Loose Anti Open Cast Network press release, 5 December 2012
The Loose Anti Opencast Network is broadly in favour of the intention of the Energy Bill to reduce the reliance on coal in the UK‘s energy mix, as this will reduce the need for new surface mine sites in the UK. However it leaves local communities across the UK living on or near to shallow coalfields uncertain about how soon these reforms will result in reducing the risk of opencast mining in their area.
Despite the proposed legislation reducing the demand for coal, developers are proposing to operate at least 23 new surface mines across Britain over the next few years. Some of these proposals are for large, new opencast mines that will have a life span of 12 to 15 years – well into an era when the demand for coal will have fallen by 90 to 95%. Cauldhall, a new proposal  announced by Scottish Coal near Rosewell in Midlothian in Scotland, is for a 10m tonne site covering 495 hectares, to be worked over a twelve and a half year period. Wales too has its monster-mine proposal for the Nant Llesg site near Rhymney in Gwent. Here Miller Argent plans to remove up to 9m tonnes of coal from a 1,200 hectare site over a 15 year period.  These are the two largest opencast mine proposals at present, LAON know of 13 other proposals for England, 2 in Scotland and 5 in Wales.
A recent press release from Business Green suggests that the provisions in the new Energy Bill announced on the 29th November, which will restrict all new generating plants using fossil fuels to a maximum CO2 cap of 450gms per kilowatt hour (KWH) is the ‘death knell for king coal’.  In addition to this, existing coal plants will have to conform to lower emission standards under the new European Integrated Pollution Control Directive for nitrous oxide, sulphur dioxide and dust, which will mean having to make a decision, by the end of next year, to fit expensive new equipment, convert to biomass or be decommissioned by 2023. To nudge the owners of power stations to make the right decision, the Government is introducing its Carbon Tax next year and a new subsidy system which rewards decisions to fully convert existing power stations to biomass rather than encourage ‘new build’ biomass power stations.
A recent calculation undertaken by the Department of Energy and Climate Change indicates that these changes will reduce demand for coal to insignificant levels, from the present 40.51mt in 2011, to 28.41mt in 2016 (a fall of 30%), to 9.68mt in 2021 (a fall of 77%)  to 4.06mt in 2026 (a fall of 90%) and 1.96mt in 2030 (a fall of 95% on the 2011 figure).
If permission was granted in 2014 for the Nant Llesg site, by the time the last tonne of coal was dug out, national demand would just be about 1.38mt  tonnes in 2029 and for Caudhall a little higher at 4.06mt tonnes in 2026.
If the demand for coal falls to these levels, will it have been appropriate to have given permission, back in 2014, to have exploited these surface mine sites, especially if, all or part of the site, is a green field site?

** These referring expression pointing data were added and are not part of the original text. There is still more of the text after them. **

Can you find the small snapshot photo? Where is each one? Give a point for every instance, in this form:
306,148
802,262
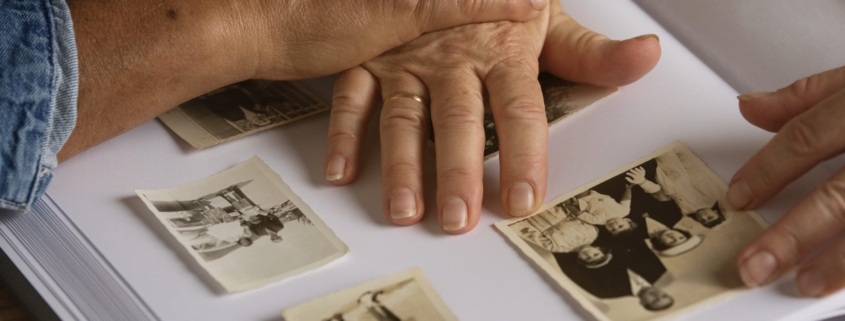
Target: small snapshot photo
649,241
241,109
561,97
245,226
404,296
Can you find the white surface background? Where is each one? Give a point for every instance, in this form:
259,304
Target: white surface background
479,275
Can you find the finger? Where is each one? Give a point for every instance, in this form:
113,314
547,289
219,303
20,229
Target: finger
353,101
404,128
516,101
823,274
576,53
803,229
770,111
457,115
432,15
803,142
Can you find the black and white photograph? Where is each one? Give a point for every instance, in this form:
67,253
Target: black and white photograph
245,226
561,97
241,109
643,243
403,296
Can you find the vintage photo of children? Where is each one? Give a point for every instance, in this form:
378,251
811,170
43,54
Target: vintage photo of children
241,109
403,296
245,226
648,241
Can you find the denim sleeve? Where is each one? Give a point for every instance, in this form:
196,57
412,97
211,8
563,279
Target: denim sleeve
38,91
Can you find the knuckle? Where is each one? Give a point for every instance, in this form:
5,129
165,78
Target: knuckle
803,138
831,200
457,117
766,174
471,8
347,105
526,159
524,110
342,138
398,117
461,175
402,168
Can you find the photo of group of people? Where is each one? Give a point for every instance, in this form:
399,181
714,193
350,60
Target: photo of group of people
241,109
245,226
651,239
404,296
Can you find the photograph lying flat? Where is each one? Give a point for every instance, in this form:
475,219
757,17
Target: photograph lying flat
404,296
240,110
648,241
562,98
245,226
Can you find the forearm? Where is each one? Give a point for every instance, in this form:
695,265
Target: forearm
137,59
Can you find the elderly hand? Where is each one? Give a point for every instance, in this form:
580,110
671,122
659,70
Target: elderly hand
305,38
138,59
809,118
459,71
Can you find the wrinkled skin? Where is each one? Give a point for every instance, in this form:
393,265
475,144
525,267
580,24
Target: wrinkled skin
809,118
457,72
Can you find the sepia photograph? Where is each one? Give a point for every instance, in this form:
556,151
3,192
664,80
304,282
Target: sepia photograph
561,97
651,240
241,109
245,226
404,296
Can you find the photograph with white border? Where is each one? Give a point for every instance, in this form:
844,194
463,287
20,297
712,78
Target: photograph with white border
241,109
403,296
245,226
649,241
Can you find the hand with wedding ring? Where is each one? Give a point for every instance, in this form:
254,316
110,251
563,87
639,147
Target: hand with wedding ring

LAON hope that the future Parliamentary Debates on this Bill will include discussions about the impact this Bill will have on the Coal Industry, especially the surface mine coal industry and the demand for coal.
In our view, there must come a time when it is no longer thought necessary to allow green field land, in any part of the UK, to be sacrificed on the altar of ‘the national need for coal’ if the country loses its capacity to burn coal.
Communities across Britain, who live on or near the UK’s shallow coalfields in England, Scotland and Wales, will benefit from finding out when coal will lose its priority status in the planning systems of England, Scotland and Wales. We hope that a policy statement confirming the rate at which the use of coal for power generation purposes declines, assuming that there is no viable Carbon Capture and Storage system, will be forthcoming as the Energy Bill makes its way through Parliament.
A referenced version of this press release is available from Infoatlaon@yahoo.com
About LAON
The Loose Anti-Opencast Network (LAON) has been in existence since 2009. It functions as a medium through which to oppose open cast mine applications. At present LAON links individuals and groups in N Ireland (Just Say No to Lignite), Scotland (Coal Action Scotland), Wales (Green Valleys Alliance, The Merthyr Tydfil Anti Opencast Campaign), England, (Coal Action Network), Northumberland, (Whittonstall Action Group, Halton Lea Gate (North Pennine Protection Group )) Co Durham (Pont Valley Network), Leeds, Sheffield (Cowley Residents Action Group), Kirklees, (Skelmansthorpe Action Group)  Nottinghamshire (Shortwood Farm Opencast Opposition), Derbyshire (West Hallum Environment Group, Smalley Action Group and Hilltop Action Group) , Leicestershire (Minorca Opencast Protest Group), Wakefield (Stop Opencast in Sharlston) and Walsall (Alumwell Action Group).